This image shows the interaction of oil being introduced to water. Both are liquid, but do not mix. The molecules in the different liquids are not attracted to eachother and will always stay seperate.
The purpose of this image was to get my feet wet in finding a flow-phenomenon that I could setup as an experiment and then photograph. The resultant factors included figuring out something that may be interesting to look at and using a good camera to produce an image. The camera itself is a challenge as you must determine all the perfect settings for the particular shot, framing everything, realizing the camera is in the way of you performing the experiment, and so on. It seems simple, but there’s absolutely a fun learning curve to be had when just starting out.
In this image we can observe the effect of two liquid molecules forcefully placed in the same medium. The liquid in the mug is water, and the liquid being poured into the mug is olive oil. Because olive oil is less dense than water, it immediately floats back to the top of the water.
Archimedes’ principle can determine the force of the oil while it is under the water by,
- Fb = Force buoyancy
- ρ = density of volume
- V = volume of object
- g = force of gravity
Below is an estimation of one of the largest bubbles (~1cm^3 in volume)
= 1000 (kg/m^3) * 0.01 (m^3) * 9.8 (m/s^2)
= 98 Newtons
So there is approximately 98 Newtons of force propeling a 1cm^3 oil bubble back to the surface
I setup the experiment with the following materials:
- Olive oil
- Clear glass container (Mug)
- Camera –
- f1.4/55mm lens
- D850 (Anything capable of 1/2000 shutter speed would be fine)

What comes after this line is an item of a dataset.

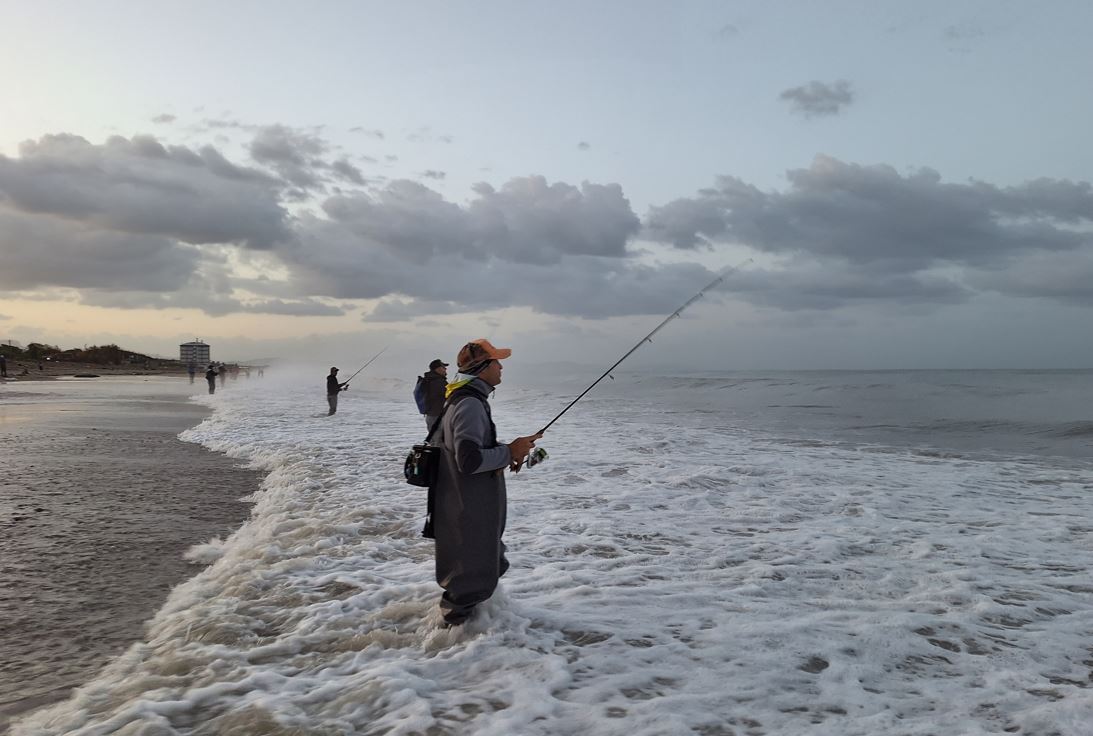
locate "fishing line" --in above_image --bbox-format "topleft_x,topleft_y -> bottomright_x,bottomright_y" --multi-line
531,258 -> 752,437
343,346 -> 390,386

The camera was fixed to the tripod and the pointed straight at the mug. I set the camera to ‘Ch’ which stands for ‘Continuous High’. This allows the camera to shoot as many photos in succession as the camera allows. After, I manually focused the lens to focus on the handle on the left side of the mug. This gave me a reference point in which I would target the pour of the olive oil later. I used the light-meter on my camera to determine my exposure whilst using a 1/1250 second shutter speed. A fast shutter speed such as that was chosen so that I may capture a non-blurry moment in which the oil is interacting with the water (or attempting to not interact on some level of thought). The ISO was cranked up to 4000 and the aperture was opened as wide as possible, to f1.4. The ISO caused some noise/grain of which I removed in post-editing (I will touch on that later). The f1.4 aperture allowed me to have really blurry background (called bokeh). In hindsight, a white background may have been better so that I could close the aperture in order to get more of the oil in the glass in focus. Another by-product of a wide open aperture (such as f1.4) is that your plane of focus is very narrow. In this situation at my lens’s minimum focusing distance, there is not much more than a few millimeters in the plane of focus.
Just before pouring the oil, I held down the shutter button with my left hand and then poured the oil with my right.

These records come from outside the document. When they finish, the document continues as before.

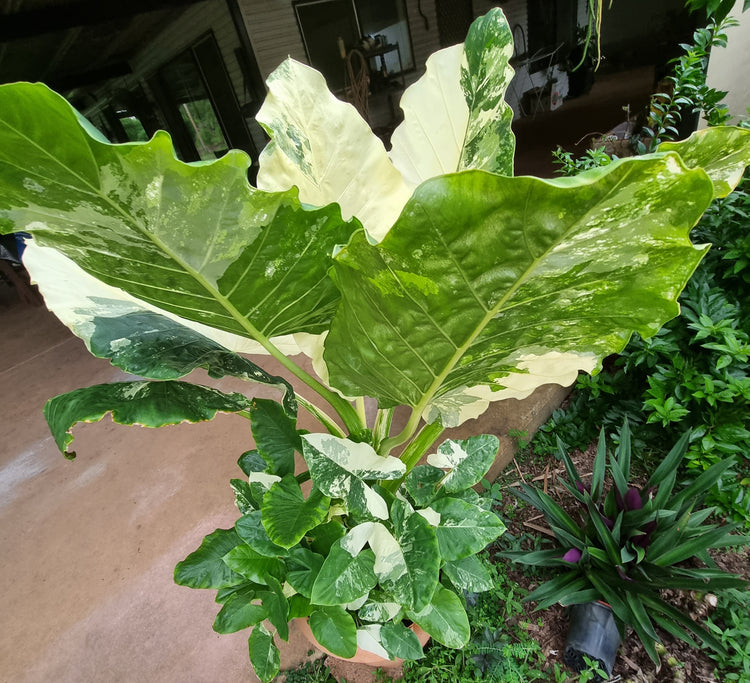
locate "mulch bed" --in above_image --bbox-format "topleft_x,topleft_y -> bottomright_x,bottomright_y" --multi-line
490,443 -> 750,683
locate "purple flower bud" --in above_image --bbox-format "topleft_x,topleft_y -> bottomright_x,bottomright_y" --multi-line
625,487 -> 643,510
617,565 -> 633,583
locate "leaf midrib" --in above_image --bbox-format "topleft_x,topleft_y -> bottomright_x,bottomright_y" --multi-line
4,116 -> 269,348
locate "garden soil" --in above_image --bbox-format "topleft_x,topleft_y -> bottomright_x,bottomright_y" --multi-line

After taking many photos of repeat attempts, I viewed the images in post. I found one that I liked and began to touch it up in Adobe Lightroom. I brought up the noise reduction a little, the sharpness, as well as modified the function curve in order to achieve more contrast.
After all was said and done, I was decently happy with the image. It had some warm colors that made it pleasing, and was interesting to look at and examine the forces that were occurring as the oil tried to normalize above the water. If I were to perform this again, I would get more light and change the background to white. This would allow more contrast and direction of the eyes to the experiment at hand. However, I think that there is much more that can be done in the world of flow-visualization and am excited to pursue other phenomena. I have one idea in mind that I’m extremely excited to get into, which is that of coincidental retro-reflective shadowgraphy.
Chris Davidoff, Flowvis.org, photo taken 9-10-2018.